L’Europe que nous désirons est démocratique, écologique, solidaire, innovante. Un plan de sortie de crise est aujourd’hui indispensable afin d’éviter la dislocation de l’Union européenne.

 

I. Une Europe inclusive

Notre Europe est profondément inclusive. Elle refuse le nivellement des conditions de vie par le bas. Face à la crise du chômage dans plusieurs États membres, notamment dans les pays du Sud, face à l’aggravation de la pauvreté, y compris dans les pays les plus riches, face au délitement des libertés dans certains États, les écologistes promeuvent :

  • Un socle de protection sociale européen.

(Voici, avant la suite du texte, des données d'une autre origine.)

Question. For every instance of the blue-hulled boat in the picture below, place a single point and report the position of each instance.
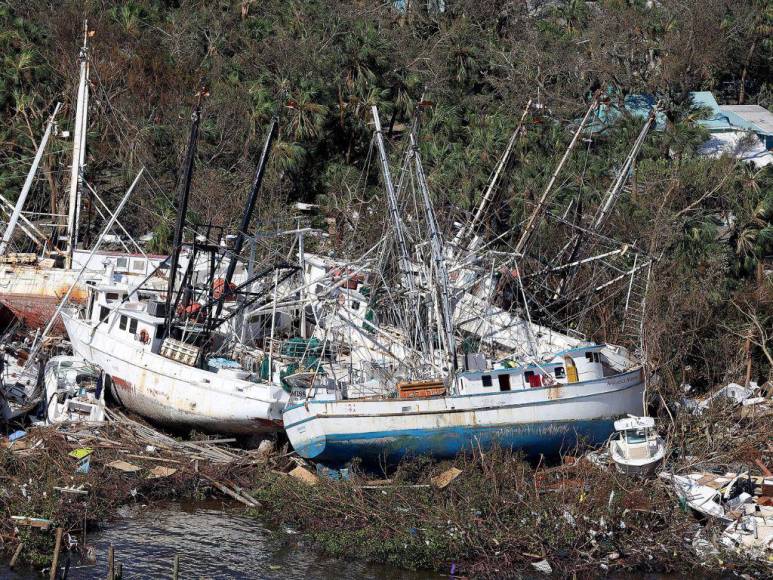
(545, 407)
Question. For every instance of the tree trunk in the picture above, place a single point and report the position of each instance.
(742, 89)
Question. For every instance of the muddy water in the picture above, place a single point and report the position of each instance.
(213, 541)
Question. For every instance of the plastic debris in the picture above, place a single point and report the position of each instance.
(81, 453)
(302, 474)
(542, 566)
(160, 471)
(125, 466)
(445, 478)
(16, 435)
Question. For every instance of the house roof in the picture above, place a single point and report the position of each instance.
(753, 114)
(733, 117)
(737, 144)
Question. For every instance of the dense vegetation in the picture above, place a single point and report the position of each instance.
(319, 65)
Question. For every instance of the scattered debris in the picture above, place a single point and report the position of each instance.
(304, 475)
(41, 523)
(160, 471)
(542, 566)
(445, 478)
(124, 466)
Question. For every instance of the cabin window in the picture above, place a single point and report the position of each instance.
(532, 379)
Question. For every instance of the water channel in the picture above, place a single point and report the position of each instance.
(214, 541)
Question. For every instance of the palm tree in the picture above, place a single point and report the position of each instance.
(306, 115)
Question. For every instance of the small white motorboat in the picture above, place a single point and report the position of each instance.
(74, 391)
(637, 449)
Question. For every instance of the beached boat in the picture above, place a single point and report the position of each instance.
(32, 284)
(20, 383)
(637, 449)
(539, 408)
(74, 391)
(156, 377)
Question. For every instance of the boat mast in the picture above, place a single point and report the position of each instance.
(394, 210)
(182, 202)
(503, 162)
(438, 257)
(533, 220)
(609, 201)
(78, 147)
(404, 261)
(8, 234)
(622, 176)
(247, 216)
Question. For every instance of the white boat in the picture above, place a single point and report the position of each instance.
(152, 375)
(74, 391)
(545, 408)
(637, 449)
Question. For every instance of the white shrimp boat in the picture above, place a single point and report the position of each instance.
(540, 409)
(637, 449)
(74, 391)
(152, 375)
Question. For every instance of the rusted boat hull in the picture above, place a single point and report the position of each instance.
(32, 294)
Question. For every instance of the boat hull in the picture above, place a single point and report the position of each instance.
(32, 294)
(547, 421)
(175, 395)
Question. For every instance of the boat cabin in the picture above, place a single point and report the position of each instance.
(140, 321)
(572, 366)
(637, 438)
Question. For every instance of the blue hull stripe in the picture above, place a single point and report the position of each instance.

Pour répondre à la promesse de prospérité partagée, l’UE doit se doter de mécanismes efficaces pour combattre les inégalités socio-économiques. Pour ce faire, les écologistes soutiennent la mise en place d’une assurance chômage européenne en plusieurs phases. Tout d’abord, l’établissement d’un socle de protection visant à garantir un niveau minimal de protection dans tous les États, puis, à terme, au travers de la création d’un véritable instrument budgétaire de la zone euro, une assurance chômage organisée à l’échelle de la zone euro. Seront également réalisés : la convergence des salaires, avec mise en place d’un revenu minimum européen et d’un revenu maximum ; la convergence des protections sociales, avec notamment la mise en place d’un accompagnement à l’emploi pour chaque citoyen européen ; un socle commun de droits sociaux ; un moratoire sur toute nouvelle libéralisation des services publics ou d’intérêt général ; ainsi qu’une clause de non-régression sociale permettant une harmonisation sociale par le haut. Ces revenus minimums européens seraient fixés en fonction des revenus moyens nationaux, par exemple 60 % du salaire moyen pour le salaire minimum ou pour les retraites, etc.
  • Une politique commune de responsabilité sociale des entreprises (RSE) et le renforcement par la loi de la vérification du respect des engagements pris par les entreprises européennes. La consolidation progressive par la loi des avancées en matière sociale et environnementale de ces entreprises sera également un gage d’amélioration des pratiques, d’éthique et de transformation des processus de production au sein et en dehors de l’Union.
  • L’initiative citoyenne européenne, pensée comme un véritable outil de participation. Son introduction dans le traité de Lisbonne était une grande avancée. Malheureusement, aucune initiative citoyenne européenne ayant réuni le nombre de signatures nécessaires n’a abouti à une proposition législative. Dès lors, les citoyen.ne.s se sont détourné.e.s de cet outil. Il faut donc réviser son règlement, notamment en introduisant une obligation pour la Commission européenne d’agir lorsqu’une initiative atteint le nombre requis de signatures.

 

II. Une Europe fédérale

Les écologistes appellent à la transformation de l’Union pour une véritable démocratie parlementaire et fédérale, seule à même de garantir l’intérêt général de tou.te.s les citoyen.ne.s européen.ne.s tout en respectant les réalités locales et régionales. Nous prônons une élaboration démocratique de la future Constitution de l’Europe à travers une Constituante élue dès 2019.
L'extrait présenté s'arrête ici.